Kata kunci : kadar troponin T, Demam Berdarah Dengue, Anak
ABSTRACT
Viral infection like Dengue Hemorrhagic Fever (DHF) can induce cardiac disorder such as myocarditis to
detection with troponin T examination. The objective of this study is to evaluate troponin T level in children
with Dengue Hemorrhagic Fever (DHF) and Dengue Shock Syndrome (DSS). The cross-sectional study had
been conducted in Child Health Department of dr Wahidin Sudirohusodo General Hospital, Makassar, from
July 2011 to October 2011. The population recruited from children with DHF whom had attended dr
Wahidin Sudirohusodo General hospital, Ibnu Sina Hospital and Faisal Moeslim Hospital.

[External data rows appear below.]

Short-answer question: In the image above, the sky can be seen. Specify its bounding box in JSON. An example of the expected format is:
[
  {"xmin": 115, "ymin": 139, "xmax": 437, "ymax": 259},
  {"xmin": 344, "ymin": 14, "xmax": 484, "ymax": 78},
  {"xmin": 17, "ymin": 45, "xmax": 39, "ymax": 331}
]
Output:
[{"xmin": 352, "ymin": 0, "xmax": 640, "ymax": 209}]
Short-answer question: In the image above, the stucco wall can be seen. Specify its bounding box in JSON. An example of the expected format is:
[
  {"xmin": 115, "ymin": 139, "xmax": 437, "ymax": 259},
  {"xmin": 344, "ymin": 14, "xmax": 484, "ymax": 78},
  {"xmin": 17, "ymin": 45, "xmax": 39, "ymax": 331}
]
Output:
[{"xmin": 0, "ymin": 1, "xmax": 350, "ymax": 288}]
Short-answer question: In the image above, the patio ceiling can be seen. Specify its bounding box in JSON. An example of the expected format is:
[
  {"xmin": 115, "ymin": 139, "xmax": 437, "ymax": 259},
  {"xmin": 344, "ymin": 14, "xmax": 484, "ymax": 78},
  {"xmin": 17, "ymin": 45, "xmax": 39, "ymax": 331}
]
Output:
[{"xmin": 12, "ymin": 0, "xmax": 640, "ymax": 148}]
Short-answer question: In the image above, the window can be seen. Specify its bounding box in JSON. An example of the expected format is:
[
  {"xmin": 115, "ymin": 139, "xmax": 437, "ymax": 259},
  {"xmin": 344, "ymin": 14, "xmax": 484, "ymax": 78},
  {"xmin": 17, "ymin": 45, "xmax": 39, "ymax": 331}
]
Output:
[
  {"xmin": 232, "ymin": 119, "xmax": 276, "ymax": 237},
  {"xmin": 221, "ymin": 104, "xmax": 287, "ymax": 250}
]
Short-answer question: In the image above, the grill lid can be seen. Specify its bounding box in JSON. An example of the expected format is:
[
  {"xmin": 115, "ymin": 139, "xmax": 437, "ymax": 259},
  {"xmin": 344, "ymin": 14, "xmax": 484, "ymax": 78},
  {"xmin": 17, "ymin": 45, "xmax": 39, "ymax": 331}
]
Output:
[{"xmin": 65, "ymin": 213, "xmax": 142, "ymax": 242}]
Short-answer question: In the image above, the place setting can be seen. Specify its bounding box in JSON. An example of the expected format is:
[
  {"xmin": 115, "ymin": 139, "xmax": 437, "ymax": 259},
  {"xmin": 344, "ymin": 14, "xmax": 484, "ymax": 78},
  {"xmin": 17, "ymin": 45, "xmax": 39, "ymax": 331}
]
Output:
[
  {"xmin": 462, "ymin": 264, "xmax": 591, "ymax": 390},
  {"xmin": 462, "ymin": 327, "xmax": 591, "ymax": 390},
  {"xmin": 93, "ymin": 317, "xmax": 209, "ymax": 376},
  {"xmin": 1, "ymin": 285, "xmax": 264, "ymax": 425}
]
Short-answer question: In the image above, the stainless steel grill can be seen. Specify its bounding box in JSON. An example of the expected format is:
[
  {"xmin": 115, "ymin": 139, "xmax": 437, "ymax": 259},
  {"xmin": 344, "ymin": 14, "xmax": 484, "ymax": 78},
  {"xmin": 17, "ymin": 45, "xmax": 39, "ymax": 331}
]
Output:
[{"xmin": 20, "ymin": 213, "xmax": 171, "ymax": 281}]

Diagnosis of
DHF was established based on anamnesis, physical and laboratory examination. The number of samples
which met the criteria were 70 patients, consisted of 35 patients of DSS and 35 patients of DHF. The statistic
analysis used was multivariate analysis and we obtained the troponin T level ≥ 0,007 ng/ml to DHF
diagnosis group with p = 0,000, sensitivity 97,1%, specificity 88,6%, positive predictive value 89,5%,
negative predictive value 96,9%,OR 18,7; 95% CI 15,3 – 1417,5. We can concluded that troponin T level was
higher on DSS group than DHF group. The cut off point of ≥ 0,007 ng/ml is the best level to distinguish
between DHF and DSS.
Keywords : Troponin T level, Dengue Hemorrhagic Fever, Children
PENDAHULUAN
Infeksi virus dengue merupakan penyakit infeksi dengan manifestasi klinis yang
bervariasi antara penyakit yang paling ringan, demam dengue, demam berdarah dengue
(DBD) sampai demam berdarah dengue disertai syok (dengue shock syndrome = DSS)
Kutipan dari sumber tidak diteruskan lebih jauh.